Gerhard Zirkel

Aber die fühlen das doch auch!

Im heutigen Artikel geht es um ein Thema, das insbesondere alle „hochsensiblen“ Menschen kennen. Darunter natürlich auch alle Heiler, Schamanen und generell Menschen, die fühlen können. Wobei es noch nicht einmal typisch hellfühlig oder hellsichtig sein muss.
Gerhard Zirkel
Gerhard Zirkel
01.06.2023

Es geht darum, zu erkennen, dass eben nicht alle Anderen ebenfalls etwas fühlen oder gar sehen können und schon gar nicht das, was du siehst, fühlst oder erkennst.

Können sie nicht? Aber das müssen sie doch …

Da steckt ein großes und – wenn es unerkannt bleibt, fatales – Missverständnis drin.

Ein Beispiel aus der Praxis:

Eine typische Arbeitssituation. Büro, kleines Team. Rita und ihre Kollegen und ein Teamleiter. Ein Teamleiter, der Karriere gemacht hat, weil er halt grad da war. Nicht wirklich einer, der führen will. Eher so einer, der es laufen lässt. Der nicht so genau hinschaut. Der seine Ruhe will. Läuft ja irgendwie.

Rita ist ziemlich gewissenhaft, möchte ihre Arbeit gut erledigen. Der Rest vom Team auch. Nur einen gibts, den Thomas, mit dem stimmt was nicht. Der kann gut manipulieren und das tut er auch.

Seine Aufgaben landen irgendwie immer auf wundersame Weise bei den Kollegen, während er damit beschäftigt ist, sich gut darzustellen. Nur eine Frage der Zeit, bis er Teamleiter wird. Schaut nach Aussen hin immer so aus, als ob er derjenige wäre, der das Team am Laufen hält.

Wer sein Spiel nicht mitspielt, der bekommt zu spüren, was wirkliches Mobbing bedeutet. Nicht offensichtlich, nein, der Thomas kann das hintenrum. Dass keiner merkt, dass er das ist.

Rita verzweifelt schier daran. Nicht an der Situation an sich, sondern daran, dass sie zusehen muss, dass alle ihre Kollegen sein Spiel mitspielen. Obwohl es so offensichtlich ist. Keiner wehrt sich dagegen. Weder ihre Kollegen, noch der aktuelle Teamleiter noch die Ebenen darüber scheinen sehen zu wollen, was Thomas für ein manipulatives Ar… ist.
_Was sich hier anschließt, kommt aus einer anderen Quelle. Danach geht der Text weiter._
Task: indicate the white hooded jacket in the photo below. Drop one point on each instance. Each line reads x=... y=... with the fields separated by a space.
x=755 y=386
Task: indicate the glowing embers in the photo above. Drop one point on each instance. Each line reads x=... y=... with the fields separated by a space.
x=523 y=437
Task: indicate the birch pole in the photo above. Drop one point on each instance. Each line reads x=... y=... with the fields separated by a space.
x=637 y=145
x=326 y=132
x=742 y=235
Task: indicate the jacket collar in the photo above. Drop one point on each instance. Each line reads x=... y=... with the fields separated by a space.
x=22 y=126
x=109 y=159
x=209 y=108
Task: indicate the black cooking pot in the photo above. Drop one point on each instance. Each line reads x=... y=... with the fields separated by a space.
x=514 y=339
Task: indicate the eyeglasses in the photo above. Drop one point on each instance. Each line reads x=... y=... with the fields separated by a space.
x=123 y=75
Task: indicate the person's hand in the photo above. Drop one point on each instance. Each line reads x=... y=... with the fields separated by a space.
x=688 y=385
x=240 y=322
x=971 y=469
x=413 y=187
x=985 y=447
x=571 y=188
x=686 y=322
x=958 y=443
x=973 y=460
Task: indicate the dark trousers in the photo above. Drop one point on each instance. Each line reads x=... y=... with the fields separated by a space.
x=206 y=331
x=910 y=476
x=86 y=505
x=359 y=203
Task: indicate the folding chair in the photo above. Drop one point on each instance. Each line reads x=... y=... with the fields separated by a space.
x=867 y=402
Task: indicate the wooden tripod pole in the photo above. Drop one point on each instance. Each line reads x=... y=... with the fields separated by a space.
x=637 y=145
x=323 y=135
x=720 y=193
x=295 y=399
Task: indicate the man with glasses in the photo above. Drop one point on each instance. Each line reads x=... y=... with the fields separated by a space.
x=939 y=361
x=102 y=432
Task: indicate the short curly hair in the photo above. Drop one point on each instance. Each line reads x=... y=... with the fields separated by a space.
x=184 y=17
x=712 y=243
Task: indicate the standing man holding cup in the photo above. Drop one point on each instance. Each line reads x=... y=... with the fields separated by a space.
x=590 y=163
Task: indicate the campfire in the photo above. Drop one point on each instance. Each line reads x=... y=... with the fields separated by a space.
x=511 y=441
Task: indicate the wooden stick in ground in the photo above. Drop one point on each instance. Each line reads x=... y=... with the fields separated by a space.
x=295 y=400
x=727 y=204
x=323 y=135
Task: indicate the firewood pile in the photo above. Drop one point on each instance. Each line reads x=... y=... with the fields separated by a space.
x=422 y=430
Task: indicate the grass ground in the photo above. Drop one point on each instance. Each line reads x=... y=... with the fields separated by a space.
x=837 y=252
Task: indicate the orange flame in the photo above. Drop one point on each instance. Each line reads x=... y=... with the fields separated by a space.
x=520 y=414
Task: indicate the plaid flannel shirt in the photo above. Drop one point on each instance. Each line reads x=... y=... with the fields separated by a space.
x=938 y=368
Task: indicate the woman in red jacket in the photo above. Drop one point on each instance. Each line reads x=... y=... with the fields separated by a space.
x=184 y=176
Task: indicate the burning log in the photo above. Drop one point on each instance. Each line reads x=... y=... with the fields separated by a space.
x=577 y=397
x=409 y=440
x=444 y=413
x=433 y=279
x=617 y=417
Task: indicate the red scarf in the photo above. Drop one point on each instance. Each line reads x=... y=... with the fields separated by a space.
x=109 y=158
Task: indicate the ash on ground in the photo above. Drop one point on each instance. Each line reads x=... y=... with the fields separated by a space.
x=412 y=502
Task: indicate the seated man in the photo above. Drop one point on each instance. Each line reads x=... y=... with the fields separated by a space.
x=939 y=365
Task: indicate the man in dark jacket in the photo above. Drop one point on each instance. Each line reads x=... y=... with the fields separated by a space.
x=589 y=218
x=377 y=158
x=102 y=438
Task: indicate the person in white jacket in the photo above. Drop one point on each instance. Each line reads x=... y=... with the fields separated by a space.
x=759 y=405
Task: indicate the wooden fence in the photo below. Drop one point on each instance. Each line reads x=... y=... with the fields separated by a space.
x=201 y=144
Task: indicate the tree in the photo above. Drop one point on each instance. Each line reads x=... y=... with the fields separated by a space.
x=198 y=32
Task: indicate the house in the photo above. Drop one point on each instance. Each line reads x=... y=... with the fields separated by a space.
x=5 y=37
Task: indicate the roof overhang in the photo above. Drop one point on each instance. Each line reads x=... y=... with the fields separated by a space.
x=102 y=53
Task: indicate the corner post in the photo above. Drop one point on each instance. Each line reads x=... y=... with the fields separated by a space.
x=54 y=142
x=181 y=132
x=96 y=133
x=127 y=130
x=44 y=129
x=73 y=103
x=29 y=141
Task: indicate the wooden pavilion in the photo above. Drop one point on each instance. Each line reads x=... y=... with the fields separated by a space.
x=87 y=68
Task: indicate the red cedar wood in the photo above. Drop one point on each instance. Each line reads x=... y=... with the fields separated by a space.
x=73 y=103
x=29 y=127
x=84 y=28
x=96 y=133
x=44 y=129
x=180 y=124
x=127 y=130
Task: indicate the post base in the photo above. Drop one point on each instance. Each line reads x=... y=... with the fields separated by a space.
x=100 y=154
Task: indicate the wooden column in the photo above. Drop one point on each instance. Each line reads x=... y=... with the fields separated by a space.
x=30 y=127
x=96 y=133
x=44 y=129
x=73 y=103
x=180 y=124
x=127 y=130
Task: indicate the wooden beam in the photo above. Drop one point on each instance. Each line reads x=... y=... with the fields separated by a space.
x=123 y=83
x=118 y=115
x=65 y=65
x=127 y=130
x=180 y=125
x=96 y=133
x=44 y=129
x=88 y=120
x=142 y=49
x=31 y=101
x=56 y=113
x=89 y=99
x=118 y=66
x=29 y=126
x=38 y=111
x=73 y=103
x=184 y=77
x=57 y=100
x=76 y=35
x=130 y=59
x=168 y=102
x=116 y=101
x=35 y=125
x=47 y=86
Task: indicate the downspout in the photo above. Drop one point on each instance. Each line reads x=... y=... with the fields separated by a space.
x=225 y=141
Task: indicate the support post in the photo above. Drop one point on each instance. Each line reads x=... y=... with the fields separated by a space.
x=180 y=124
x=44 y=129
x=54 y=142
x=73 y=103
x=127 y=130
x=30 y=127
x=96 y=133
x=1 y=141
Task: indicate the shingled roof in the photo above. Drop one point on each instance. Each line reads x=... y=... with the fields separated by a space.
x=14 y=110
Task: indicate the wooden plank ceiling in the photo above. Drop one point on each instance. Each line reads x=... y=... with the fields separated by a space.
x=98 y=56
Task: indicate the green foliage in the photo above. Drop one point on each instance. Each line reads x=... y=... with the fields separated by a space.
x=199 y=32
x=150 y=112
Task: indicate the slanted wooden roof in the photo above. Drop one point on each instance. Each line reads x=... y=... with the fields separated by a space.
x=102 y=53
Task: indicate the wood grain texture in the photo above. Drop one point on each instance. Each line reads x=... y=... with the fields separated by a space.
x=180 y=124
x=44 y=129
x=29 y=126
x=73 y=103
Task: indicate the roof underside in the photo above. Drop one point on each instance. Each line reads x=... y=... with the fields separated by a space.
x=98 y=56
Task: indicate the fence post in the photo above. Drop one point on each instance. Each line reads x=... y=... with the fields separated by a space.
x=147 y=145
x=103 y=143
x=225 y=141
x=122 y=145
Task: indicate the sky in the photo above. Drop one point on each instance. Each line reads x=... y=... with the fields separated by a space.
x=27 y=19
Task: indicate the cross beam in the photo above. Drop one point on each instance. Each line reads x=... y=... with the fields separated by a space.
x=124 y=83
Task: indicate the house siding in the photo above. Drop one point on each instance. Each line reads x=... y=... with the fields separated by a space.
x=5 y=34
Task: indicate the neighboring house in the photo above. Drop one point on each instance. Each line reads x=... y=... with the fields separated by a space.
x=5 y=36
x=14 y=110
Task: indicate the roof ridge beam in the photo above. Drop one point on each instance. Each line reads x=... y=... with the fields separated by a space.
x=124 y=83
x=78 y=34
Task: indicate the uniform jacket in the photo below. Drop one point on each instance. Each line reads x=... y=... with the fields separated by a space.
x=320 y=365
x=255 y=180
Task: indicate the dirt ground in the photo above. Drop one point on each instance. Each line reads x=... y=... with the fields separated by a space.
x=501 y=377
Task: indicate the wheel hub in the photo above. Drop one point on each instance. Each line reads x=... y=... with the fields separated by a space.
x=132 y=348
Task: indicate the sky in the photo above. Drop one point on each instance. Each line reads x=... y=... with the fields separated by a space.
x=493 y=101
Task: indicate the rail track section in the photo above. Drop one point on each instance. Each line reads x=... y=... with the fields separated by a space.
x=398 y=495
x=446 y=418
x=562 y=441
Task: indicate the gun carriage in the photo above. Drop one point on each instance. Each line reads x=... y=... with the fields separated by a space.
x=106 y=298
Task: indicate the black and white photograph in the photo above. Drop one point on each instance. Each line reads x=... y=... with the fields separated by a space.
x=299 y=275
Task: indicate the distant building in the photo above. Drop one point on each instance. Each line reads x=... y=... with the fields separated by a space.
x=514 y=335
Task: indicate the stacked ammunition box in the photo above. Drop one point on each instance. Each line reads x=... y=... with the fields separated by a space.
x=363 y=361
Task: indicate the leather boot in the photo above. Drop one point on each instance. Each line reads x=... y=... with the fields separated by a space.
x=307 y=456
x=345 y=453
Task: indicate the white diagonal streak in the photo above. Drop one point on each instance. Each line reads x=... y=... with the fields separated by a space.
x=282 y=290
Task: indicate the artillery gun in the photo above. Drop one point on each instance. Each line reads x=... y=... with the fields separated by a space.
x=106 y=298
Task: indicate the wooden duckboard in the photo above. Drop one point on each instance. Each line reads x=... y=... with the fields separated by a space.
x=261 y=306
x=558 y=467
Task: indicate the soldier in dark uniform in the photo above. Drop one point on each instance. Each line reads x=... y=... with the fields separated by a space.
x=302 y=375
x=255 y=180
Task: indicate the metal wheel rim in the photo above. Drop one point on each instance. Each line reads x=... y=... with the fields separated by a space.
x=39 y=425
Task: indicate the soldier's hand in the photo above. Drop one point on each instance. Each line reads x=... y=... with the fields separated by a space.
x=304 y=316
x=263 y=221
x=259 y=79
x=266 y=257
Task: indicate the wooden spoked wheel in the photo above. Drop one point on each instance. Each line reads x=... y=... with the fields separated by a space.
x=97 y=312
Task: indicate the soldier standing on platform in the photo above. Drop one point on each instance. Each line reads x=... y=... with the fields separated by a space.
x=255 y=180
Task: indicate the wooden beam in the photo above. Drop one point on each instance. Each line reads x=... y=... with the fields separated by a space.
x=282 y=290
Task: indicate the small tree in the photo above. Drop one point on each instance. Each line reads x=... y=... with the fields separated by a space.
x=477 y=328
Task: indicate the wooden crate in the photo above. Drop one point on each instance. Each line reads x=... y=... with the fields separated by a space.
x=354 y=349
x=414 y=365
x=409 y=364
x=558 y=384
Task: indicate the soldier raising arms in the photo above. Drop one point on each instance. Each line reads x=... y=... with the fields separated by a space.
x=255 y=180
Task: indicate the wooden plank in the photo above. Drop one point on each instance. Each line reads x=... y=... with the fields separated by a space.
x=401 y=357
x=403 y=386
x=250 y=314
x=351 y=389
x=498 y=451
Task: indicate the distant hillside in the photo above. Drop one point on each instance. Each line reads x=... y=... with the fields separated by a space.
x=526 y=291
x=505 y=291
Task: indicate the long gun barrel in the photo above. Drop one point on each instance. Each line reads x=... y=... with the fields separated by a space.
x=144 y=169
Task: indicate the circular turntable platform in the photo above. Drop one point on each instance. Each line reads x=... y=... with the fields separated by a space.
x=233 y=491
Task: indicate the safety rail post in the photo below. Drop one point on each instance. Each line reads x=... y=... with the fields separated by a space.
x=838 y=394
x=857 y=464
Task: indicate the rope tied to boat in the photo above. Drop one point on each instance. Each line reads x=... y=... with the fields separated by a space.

Selbst die Kollegen, die massiv unter ihm leiden, tun nach Aussen hin so, als ob sie nicht wüssten von wem das ausgeht.

Rita ist schier am Durchdrehen. Weder Gespräch mit Thomas, noch mit dem Teamleiter, noch mit anderen Vertrauenspersonen im Betrieb bringen etwas. Niemand geht auf ihre Argumente ein, alle schauen sie nur doof an. Als würde das Problem gar nicht existieren. Die wollen nicht hinschauen, aber warum?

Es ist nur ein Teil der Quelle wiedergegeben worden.